# Typing into huddler has a problem



## bbally (Dec 26, 2010)

I don't know how huddler handles the interface between the posting box and the users computer, but something is seriously wrong.

There is a delay and almost no buffering cababilty to the interface.  Makes it so you have to type very slow or it misses characters.  There seems to be some correlation between certain ascII codes and the missing characters.  Space... Enter.... F..... H.... R ..... O... the period.......to name a few.

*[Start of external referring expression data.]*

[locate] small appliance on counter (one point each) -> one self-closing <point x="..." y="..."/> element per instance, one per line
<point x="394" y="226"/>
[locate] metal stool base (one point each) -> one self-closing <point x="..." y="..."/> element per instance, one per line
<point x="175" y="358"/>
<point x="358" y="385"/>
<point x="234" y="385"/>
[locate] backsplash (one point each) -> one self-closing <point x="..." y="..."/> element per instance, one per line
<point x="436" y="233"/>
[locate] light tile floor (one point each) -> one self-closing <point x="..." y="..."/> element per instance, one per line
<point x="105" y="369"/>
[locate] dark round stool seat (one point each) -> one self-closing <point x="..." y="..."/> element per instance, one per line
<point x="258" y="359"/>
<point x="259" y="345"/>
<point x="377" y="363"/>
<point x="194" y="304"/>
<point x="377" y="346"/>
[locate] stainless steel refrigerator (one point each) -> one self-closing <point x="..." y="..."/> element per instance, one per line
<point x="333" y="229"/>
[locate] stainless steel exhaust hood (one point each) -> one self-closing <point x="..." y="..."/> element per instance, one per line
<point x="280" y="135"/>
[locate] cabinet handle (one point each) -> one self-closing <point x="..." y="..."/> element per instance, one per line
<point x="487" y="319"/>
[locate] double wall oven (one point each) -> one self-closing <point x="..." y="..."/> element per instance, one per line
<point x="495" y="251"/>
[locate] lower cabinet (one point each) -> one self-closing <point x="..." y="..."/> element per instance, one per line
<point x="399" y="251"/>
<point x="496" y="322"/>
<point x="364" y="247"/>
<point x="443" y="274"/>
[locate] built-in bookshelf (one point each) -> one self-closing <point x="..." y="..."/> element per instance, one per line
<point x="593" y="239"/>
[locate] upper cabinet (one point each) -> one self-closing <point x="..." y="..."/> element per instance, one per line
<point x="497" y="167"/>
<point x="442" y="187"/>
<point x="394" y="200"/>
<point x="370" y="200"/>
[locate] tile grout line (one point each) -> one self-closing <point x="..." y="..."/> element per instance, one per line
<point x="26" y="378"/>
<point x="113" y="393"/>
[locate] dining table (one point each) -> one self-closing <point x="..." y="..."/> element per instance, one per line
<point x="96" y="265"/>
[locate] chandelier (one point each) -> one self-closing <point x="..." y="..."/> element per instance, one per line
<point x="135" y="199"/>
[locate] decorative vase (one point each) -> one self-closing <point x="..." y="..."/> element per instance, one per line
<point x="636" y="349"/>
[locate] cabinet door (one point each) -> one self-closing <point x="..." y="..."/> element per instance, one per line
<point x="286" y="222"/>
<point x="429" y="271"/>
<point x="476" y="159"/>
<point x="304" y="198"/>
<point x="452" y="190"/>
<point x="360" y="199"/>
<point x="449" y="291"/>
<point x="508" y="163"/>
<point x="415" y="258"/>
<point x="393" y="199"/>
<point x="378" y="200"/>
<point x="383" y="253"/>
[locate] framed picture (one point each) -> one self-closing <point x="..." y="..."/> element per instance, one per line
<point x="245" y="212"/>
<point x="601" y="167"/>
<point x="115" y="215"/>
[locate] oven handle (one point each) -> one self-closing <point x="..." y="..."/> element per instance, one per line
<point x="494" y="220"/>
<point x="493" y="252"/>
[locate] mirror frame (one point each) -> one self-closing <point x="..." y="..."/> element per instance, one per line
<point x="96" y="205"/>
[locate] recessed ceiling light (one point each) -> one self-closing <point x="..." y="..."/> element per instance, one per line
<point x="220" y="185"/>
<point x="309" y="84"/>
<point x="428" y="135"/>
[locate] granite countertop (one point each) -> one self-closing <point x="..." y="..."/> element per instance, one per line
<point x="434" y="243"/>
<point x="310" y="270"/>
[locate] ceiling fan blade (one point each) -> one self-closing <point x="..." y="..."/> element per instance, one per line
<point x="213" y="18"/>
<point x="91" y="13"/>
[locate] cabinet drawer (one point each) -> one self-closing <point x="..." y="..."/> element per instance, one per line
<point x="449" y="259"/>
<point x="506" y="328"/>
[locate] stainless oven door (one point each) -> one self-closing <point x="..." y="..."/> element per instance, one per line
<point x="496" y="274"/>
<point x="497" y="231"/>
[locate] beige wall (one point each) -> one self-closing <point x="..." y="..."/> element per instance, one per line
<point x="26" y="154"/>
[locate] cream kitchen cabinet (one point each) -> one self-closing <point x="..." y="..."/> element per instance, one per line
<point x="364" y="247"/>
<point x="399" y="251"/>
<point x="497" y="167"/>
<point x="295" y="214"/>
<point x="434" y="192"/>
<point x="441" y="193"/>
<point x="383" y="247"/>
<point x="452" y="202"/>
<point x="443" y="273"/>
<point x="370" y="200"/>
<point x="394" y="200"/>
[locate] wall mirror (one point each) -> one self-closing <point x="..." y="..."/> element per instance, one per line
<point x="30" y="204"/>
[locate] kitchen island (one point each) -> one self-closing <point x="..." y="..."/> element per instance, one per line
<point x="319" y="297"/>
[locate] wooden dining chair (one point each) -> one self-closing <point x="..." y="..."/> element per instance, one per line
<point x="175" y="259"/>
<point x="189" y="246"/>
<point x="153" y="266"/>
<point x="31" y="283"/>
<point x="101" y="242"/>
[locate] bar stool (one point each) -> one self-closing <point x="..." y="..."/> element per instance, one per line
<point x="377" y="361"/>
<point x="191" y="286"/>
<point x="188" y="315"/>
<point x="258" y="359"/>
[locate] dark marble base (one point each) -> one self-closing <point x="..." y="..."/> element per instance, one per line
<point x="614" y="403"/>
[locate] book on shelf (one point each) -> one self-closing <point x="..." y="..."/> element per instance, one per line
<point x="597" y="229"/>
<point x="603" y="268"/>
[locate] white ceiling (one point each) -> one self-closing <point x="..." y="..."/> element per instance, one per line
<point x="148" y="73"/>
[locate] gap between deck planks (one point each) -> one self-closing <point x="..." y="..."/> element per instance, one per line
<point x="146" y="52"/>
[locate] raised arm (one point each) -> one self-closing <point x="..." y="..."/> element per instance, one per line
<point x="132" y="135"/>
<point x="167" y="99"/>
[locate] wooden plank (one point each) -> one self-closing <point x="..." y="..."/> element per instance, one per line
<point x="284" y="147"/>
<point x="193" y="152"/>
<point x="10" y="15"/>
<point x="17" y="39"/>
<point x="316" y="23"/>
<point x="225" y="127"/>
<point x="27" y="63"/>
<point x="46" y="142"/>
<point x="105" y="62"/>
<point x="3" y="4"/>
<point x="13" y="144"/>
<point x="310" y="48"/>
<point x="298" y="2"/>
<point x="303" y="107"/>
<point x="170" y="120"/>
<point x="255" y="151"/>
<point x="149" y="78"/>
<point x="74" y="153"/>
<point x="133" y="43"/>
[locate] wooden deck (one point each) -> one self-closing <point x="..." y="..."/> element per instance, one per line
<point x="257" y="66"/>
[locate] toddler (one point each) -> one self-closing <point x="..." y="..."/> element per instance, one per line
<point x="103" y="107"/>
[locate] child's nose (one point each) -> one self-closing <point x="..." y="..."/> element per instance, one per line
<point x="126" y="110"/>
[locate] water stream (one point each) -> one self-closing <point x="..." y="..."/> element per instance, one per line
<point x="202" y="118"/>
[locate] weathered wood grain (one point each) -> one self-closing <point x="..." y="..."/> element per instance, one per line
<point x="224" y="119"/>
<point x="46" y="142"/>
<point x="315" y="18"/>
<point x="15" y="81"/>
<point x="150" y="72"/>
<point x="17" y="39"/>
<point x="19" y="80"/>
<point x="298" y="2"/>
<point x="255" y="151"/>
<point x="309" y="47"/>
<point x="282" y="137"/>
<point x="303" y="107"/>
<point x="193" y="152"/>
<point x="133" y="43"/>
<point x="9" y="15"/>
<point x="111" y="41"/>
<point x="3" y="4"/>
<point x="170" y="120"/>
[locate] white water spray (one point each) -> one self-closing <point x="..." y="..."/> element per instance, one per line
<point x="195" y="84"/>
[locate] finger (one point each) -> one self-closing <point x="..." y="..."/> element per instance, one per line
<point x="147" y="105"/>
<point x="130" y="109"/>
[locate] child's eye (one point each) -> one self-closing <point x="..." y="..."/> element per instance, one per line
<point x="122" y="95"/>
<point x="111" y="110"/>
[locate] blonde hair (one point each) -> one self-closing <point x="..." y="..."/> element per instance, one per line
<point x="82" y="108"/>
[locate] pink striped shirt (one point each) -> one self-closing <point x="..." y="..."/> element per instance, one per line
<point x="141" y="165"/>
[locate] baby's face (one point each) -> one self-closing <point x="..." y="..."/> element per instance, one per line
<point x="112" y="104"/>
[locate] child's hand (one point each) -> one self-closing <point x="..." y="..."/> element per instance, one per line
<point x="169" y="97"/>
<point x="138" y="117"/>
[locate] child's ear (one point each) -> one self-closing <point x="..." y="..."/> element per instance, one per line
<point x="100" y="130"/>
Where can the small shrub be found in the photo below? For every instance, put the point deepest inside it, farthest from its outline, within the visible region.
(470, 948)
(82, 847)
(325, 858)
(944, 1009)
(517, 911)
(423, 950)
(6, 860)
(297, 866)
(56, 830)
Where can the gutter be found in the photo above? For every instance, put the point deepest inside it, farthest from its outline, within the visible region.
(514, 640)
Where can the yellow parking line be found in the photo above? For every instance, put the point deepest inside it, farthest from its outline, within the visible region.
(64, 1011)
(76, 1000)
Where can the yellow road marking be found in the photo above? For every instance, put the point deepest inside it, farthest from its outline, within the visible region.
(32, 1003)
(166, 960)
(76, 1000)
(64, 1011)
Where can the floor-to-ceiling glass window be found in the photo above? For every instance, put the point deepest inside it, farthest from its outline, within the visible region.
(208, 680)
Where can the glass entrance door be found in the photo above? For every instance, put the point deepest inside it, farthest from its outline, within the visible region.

I mention this because I am not sure it has to do with the posting interface and not my computer.  Buffering or some type of house keeping overhead is screwing up the input functions.


----------



## pineywoods (Dec 26, 2010)

Bob I don't type very fast but I'm not having that issue so don't really know what to say.


----------



## mballi3011 (Dec 26, 2010)

Although I'm typing much faster now then I did when I started out here I haven't seen much of this problem either.


----------



## tom37 (Dec 26, 2010)

My typing is not having any problems.

But

My back button seems to be reacting very slow sometimes I will hit it again and ( I dont wait well sometimes ) then I get backed out way farther then I wanted. Sometimes I have to open the drop down on the back button and select the link I want.

I have zero problems on other boards so that makes me think my browser is not causing the slowness. I know very little about the tech stuff but it seems as if the site sometimes buffers slow.

The good news is my pics are loading better now days.


----------



## rdknb (Dec 26, 2010)

Hmmm seems to be working ok for me


----------



## Bearcarver (Dec 26, 2010)

Works good for me, but my "single typing finger" is not exactly a speed demon. 
	

	
	
		
		



		
		
	


	





Bear


----------



## TulsaJeff (Dec 26, 2010)

We were supposed to get an upgrade last week to fix a few bugs and I don't think the upgrade happened.. I expect this to happen over the next few days and the problem should be corrected. I have noticed that if you will click on the "Source" button to put the reply box into code entry mode then click it again to take it back to the way it was previously, the problem you mentioned seems to go away. Give it a try and it might work for you guys until they get it fixed.


----------



## eman (Dec 27, 2010)

i am also having a problem w/ the back button . have to click it twice to get it to work and sometimes you go back one page sometimes two?


----------



## tom37 (Dec 27, 2010)

Just thought I would post a pic of it in action or LOL lack of action.  Since we all say no pic no proof or it didn't happen.

Jeff I do realize you said they are working on an update, just thought I would post it so you all know I am not imagining things.


----------